Mittwoch, 3. Oktober 2018

Gedanken über den Hambacher Wald

Es erscheint mir dass nichts mehr wachsen soll, außer dem wirtschaftlichen Wachstum. Gier und Ausbeutung des Planeten schreiten voran. "Ganz gleich auf wenn und was da lebt, die geben erst Ruhe bis sie den letzten Baum aus der erde gerissen haben(Leonardo da Vinci)".
Im Hambacher Wald werden Menschen die gegen die Vernichtung unserer Mitwelt kämpfen systematisch gedemütigt.
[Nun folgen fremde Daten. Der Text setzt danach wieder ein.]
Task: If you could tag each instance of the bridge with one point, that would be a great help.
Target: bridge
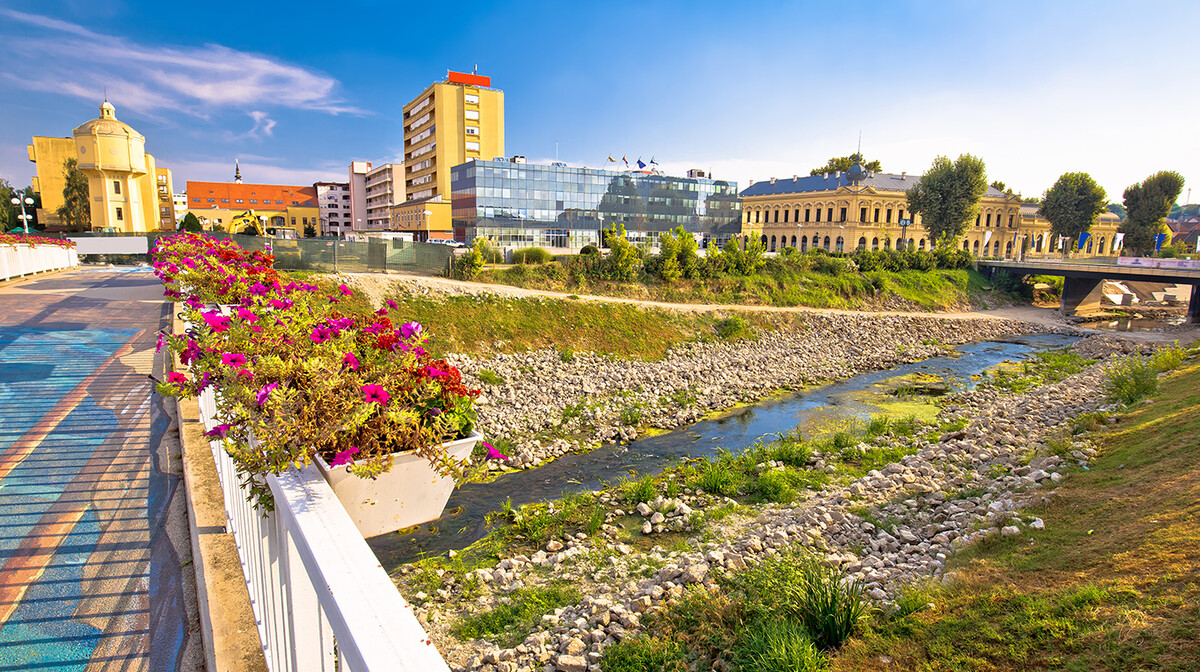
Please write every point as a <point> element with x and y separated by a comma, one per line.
<point>1083,279</point>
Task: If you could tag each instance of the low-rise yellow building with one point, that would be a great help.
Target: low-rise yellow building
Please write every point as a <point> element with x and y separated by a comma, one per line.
<point>861,210</point>
<point>123,179</point>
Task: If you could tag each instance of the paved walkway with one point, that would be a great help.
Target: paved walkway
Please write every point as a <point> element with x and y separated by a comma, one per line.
<point>94,550</point>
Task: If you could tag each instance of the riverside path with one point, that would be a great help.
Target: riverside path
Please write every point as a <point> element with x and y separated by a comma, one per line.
<point>94,547</point>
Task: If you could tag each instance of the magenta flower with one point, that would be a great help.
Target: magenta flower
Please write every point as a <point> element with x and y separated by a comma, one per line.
<point>492,454</point>
<point>217,322</point>
<point>376,394</point>
<point>262,395</point>
<point>217,432</point>
<point>411,329</point>
<point>343,457</point>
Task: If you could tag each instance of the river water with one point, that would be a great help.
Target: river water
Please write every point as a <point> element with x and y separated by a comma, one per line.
<point>857,397</point>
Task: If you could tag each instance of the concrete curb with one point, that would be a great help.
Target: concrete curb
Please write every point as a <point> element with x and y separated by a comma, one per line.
<point>227,621</point>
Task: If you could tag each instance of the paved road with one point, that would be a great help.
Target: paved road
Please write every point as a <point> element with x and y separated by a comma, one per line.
<point>94,550</point>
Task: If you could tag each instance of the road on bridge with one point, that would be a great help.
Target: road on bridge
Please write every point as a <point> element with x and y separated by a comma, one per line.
<point>94,547</point>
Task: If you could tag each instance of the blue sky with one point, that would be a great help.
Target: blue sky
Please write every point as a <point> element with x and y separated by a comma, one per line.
<point>750,90</point>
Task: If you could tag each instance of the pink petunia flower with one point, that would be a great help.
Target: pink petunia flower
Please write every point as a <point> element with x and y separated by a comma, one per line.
<point>372,393</point>
<point>343,457</point>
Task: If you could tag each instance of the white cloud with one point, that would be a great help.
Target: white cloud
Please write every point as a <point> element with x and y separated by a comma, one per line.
<point>70,59</point>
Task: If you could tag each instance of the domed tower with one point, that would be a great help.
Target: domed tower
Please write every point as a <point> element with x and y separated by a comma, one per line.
<point>120,173</point>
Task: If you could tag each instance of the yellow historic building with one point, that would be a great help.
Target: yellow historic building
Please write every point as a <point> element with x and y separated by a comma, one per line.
<point>861,210</point>
<point>127,192</point>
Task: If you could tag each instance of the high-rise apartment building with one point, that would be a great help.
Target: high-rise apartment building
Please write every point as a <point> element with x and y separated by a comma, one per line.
<point>384,189</point>
<point>358,181</point>
<point>334,203</point>
<point>451,121</point>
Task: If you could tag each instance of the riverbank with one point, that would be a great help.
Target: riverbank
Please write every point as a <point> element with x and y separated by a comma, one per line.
<point>943,487</point>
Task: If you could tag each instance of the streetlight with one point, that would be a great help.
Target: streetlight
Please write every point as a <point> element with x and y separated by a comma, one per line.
<point>23,203</point>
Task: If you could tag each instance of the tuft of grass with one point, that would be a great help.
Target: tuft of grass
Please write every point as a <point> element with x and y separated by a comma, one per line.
<point>516,616</point>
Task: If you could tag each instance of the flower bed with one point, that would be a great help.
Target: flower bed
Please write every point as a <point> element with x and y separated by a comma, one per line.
<point>300,370</point>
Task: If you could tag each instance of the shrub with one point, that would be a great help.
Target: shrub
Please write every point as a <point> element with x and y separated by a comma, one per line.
<point>778,646</point>
<point>531,256</point>
<point>642,653</point>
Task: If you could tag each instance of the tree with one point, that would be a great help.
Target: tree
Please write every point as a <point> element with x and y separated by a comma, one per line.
<point>947,197</point>
<point>843,163</point>
<point>76,209</point>
<point>191,222</point>
<point>1146,205</point>
<point>1073,204</point>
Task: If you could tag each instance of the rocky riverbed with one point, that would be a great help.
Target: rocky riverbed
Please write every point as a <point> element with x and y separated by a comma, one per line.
<point>595,399</point>
<point>888,528</point>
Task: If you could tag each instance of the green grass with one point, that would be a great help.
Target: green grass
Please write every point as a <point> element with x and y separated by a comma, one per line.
<point>1044,367</point>
<point>517,616</point>
<point>1111,583</point>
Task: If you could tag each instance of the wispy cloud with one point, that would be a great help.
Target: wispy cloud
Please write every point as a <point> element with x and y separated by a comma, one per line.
<point>57,55</point>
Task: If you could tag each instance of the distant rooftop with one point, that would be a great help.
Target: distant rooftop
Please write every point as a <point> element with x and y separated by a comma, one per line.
<point>880,181</point>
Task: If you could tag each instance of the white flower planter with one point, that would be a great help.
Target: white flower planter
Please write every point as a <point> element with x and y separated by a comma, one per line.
<point>408,493</point>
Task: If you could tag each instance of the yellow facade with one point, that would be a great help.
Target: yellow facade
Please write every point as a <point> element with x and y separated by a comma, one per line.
<point>123,179</point>
<point>48,156</point>
<point>840,215</point>
<point>449,124</point>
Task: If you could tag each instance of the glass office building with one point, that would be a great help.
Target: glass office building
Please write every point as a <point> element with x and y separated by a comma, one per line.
<point>517,204</point>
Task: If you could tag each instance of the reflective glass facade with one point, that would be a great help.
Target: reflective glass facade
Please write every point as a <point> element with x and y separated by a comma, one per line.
<point>522,204</point>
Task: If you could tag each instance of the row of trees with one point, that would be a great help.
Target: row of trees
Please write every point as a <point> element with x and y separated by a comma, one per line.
<point>948,198</point>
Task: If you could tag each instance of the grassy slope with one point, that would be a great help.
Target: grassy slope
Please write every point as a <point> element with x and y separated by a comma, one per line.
<point>1113,582</point>
<point>922,291</point>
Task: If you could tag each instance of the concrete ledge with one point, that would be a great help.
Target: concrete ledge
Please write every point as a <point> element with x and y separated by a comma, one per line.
<point>227,621</point>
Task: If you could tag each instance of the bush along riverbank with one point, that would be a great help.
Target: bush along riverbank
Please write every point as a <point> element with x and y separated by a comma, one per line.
<point>779,557</point>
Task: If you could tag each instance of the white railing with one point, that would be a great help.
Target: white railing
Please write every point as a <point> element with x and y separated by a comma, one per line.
<point>321,599</point>
<point>22,259</point>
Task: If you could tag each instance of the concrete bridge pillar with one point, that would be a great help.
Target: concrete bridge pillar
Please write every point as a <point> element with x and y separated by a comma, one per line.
<point>1084,294</point>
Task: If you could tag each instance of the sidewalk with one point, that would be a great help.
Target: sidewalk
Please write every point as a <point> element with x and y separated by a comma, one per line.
<point>94,545</point>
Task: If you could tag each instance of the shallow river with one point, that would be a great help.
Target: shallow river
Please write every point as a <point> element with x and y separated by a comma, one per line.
<point>856,397</point>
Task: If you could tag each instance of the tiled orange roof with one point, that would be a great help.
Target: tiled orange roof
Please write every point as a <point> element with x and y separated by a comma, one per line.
<point>250,197</point>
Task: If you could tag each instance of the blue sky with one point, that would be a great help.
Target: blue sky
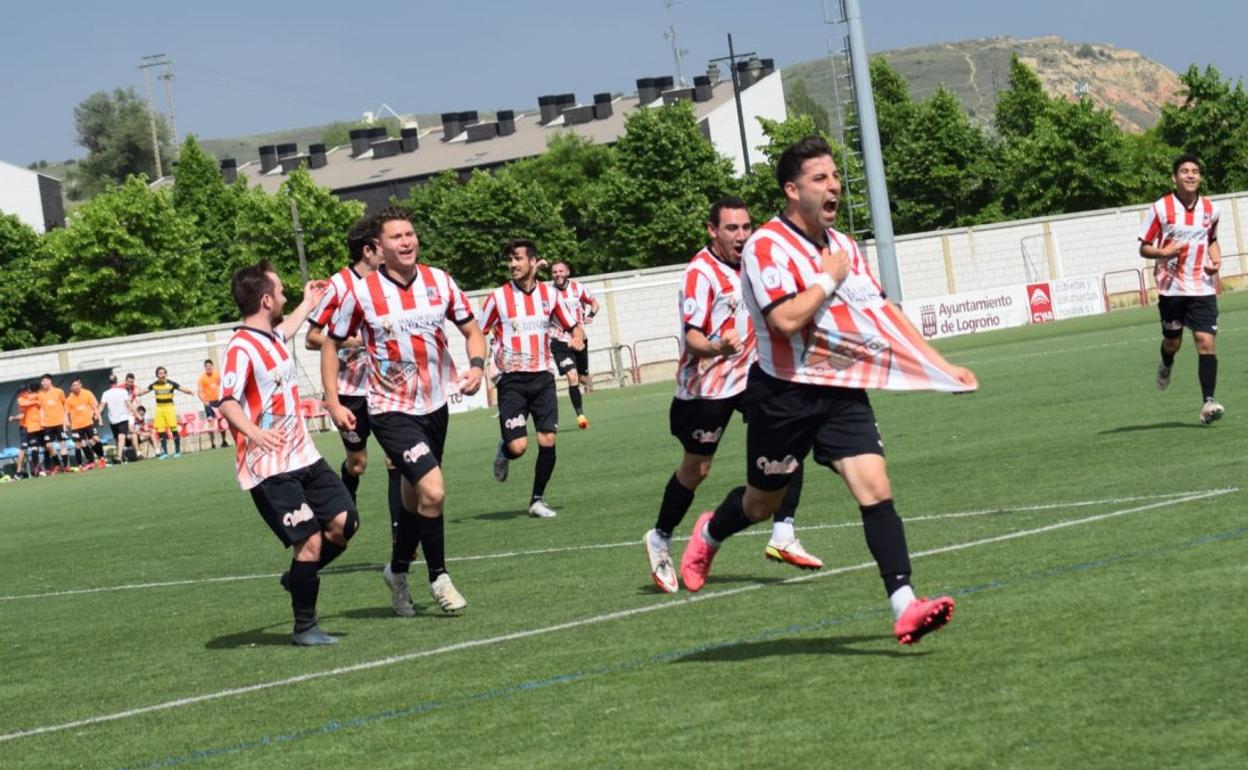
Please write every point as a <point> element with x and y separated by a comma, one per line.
<point>245,68</point>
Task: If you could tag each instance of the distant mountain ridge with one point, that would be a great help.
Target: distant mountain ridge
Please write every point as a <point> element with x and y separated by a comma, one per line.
<point>1131,85</point>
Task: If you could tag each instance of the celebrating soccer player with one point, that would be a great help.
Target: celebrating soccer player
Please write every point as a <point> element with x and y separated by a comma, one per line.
<point>715,355</point>
<point>1181,236</point>
<point>399,312</point>
<point>519,315</point>
<point>295,491</point>
<point>825,332</point>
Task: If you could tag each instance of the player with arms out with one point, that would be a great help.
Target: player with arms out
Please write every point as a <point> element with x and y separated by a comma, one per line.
<point>825,333</point>
<point>399,312</point>
<point>295,491</point>
<point>716,351</point>
<point>518,315</point>
<point>1181,235</point>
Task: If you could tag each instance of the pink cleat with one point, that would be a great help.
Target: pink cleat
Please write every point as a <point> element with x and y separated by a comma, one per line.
<point>695,562</point>
<point>922,617</point>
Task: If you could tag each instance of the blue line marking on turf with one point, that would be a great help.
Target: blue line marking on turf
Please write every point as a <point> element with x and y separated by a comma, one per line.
<point>335,725</point>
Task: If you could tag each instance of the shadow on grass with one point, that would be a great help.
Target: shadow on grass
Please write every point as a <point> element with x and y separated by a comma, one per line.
<point>826,645</point>
<point>1160,426</point>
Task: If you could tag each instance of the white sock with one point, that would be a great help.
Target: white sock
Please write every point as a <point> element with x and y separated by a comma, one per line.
<point>783,532</point>
<point>900,600</point>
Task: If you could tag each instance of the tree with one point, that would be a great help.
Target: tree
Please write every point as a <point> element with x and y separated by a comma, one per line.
<point>1213,124</point>
<point>127,263</point>
<point>116,132</point>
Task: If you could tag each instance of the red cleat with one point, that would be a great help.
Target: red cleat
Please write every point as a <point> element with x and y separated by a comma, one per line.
<point>922,617</point>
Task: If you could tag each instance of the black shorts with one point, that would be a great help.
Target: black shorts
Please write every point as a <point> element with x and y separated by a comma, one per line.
<point>785,421</point>
<point>300,503</point>
<point>413,443</point>
<point>523,393</point>
<point>699,423</point>
<point>1197,313</point>
<point>356,439</point>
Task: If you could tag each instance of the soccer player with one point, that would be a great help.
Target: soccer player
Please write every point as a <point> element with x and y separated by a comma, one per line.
<point>519,315</point>
<point>295,491</point>
<point>399,312</point>
<point>209,387</point>
<point>572,362</point>
<point>825,332</point>
<point>84,414</point>
<point>54,424</point>
<point>352,357</point>
<point>1181,236</point>
<point>165,423</point>
<point>715,355</point>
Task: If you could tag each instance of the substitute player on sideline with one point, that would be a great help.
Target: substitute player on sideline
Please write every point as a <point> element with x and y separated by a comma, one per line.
<point>399,312</point>
<point>1181,235</point>
<point>293,488</point>
<point>519,315</point>
<point>715,355</point>
<point>569,361</point>
<point>825,332</point>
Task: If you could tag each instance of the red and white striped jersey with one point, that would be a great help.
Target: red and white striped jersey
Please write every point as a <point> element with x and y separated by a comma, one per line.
<point>260,375</point>
<point>856,338</point>
<point>1168,221</point>
<point>519,321</point>
<point>409,366</point>
<point>575,298</point>
<point>710,301</point>
<point>352,362</point>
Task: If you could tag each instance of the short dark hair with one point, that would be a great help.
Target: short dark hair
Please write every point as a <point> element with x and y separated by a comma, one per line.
<point>728,201</point>
<point>1187,157</point>
<point>362,236</point>
<point>250,285</point>
<point>516,243</point>
<point>789,166</point>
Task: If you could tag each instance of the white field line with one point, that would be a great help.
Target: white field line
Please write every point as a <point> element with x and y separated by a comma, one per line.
<point>573,624</point>
<point>512,554</point>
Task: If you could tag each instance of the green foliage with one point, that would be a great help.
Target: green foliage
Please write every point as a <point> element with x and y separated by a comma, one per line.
<point>127,263</point>
<point>115,130</point>
<point>1213,124</point>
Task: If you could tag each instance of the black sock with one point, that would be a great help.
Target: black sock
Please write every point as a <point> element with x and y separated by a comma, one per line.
<point>433,540</point>
<point>886,539</point>
<point>542,472</point>
<point>675,504</point>
<point>1207,368</point>
<point>729,517</point>
<point>350,482</point>
<point>305,587</point>
<point>407,538</point>
<point>789,507</point>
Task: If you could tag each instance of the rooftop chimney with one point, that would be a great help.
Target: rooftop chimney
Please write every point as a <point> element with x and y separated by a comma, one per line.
<point>267,159</point>
<point>358,141</point>
<point>602,105</point>
<point>409,139</point>
<point>316,156</point>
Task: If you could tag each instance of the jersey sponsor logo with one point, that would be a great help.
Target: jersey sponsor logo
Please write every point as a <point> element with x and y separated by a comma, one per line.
<point>297,517</point>
<point>413,454</point>
<point>778,467</point>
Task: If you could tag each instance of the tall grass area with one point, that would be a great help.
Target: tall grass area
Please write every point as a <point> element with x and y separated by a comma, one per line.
<point>1091,532</point>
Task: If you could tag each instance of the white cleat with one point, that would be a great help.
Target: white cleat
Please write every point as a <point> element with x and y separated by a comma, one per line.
<point>501,464</point>
<point>662,572</point>
<point>1211,412</point>
<point>444,593</point>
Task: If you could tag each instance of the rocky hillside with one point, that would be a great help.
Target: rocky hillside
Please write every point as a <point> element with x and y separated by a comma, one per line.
<point>1131,85</point>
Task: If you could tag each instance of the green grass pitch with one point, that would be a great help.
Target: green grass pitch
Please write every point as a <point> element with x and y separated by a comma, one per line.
<point>1092,534</point>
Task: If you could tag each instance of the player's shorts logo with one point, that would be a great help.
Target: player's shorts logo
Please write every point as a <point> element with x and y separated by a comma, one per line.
<point>778,467</point>
<point>297,517</point>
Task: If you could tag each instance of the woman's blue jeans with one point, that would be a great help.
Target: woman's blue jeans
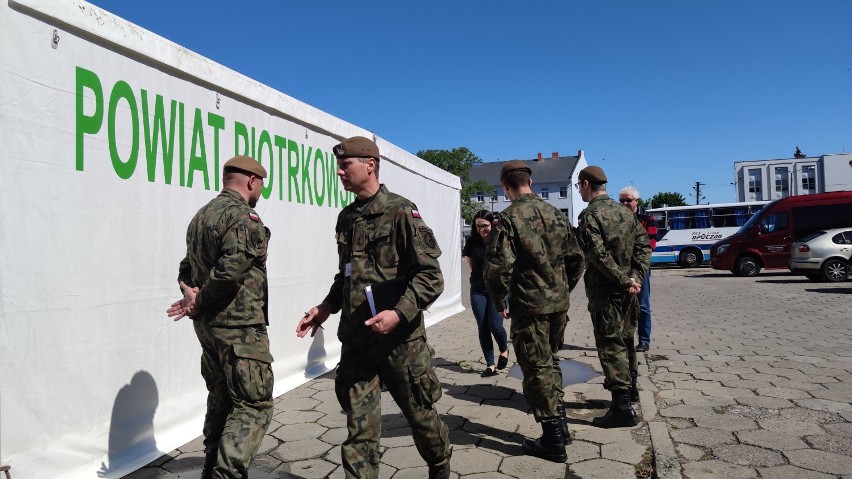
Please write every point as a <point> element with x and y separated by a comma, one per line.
<point>644,326</point>
<point>489,322</point>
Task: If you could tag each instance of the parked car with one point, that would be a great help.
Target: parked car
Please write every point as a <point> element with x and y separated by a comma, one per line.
<point>823,255</point>
<point>765,240</point>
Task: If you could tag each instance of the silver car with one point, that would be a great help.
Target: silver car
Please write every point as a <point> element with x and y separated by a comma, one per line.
<point>823,255</point>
Ich frage mich auch warum machen die Polizisten da einfach mit? Was muss in diesem Land eigentlich noch Geschehen um der Schöpfung wieder Vorrang vor Ausbeutung und Profit zu geben?
In diesem Wald ist eine Bande skrupelloser Unternehmer und wahnsinniger Politiker am Werk.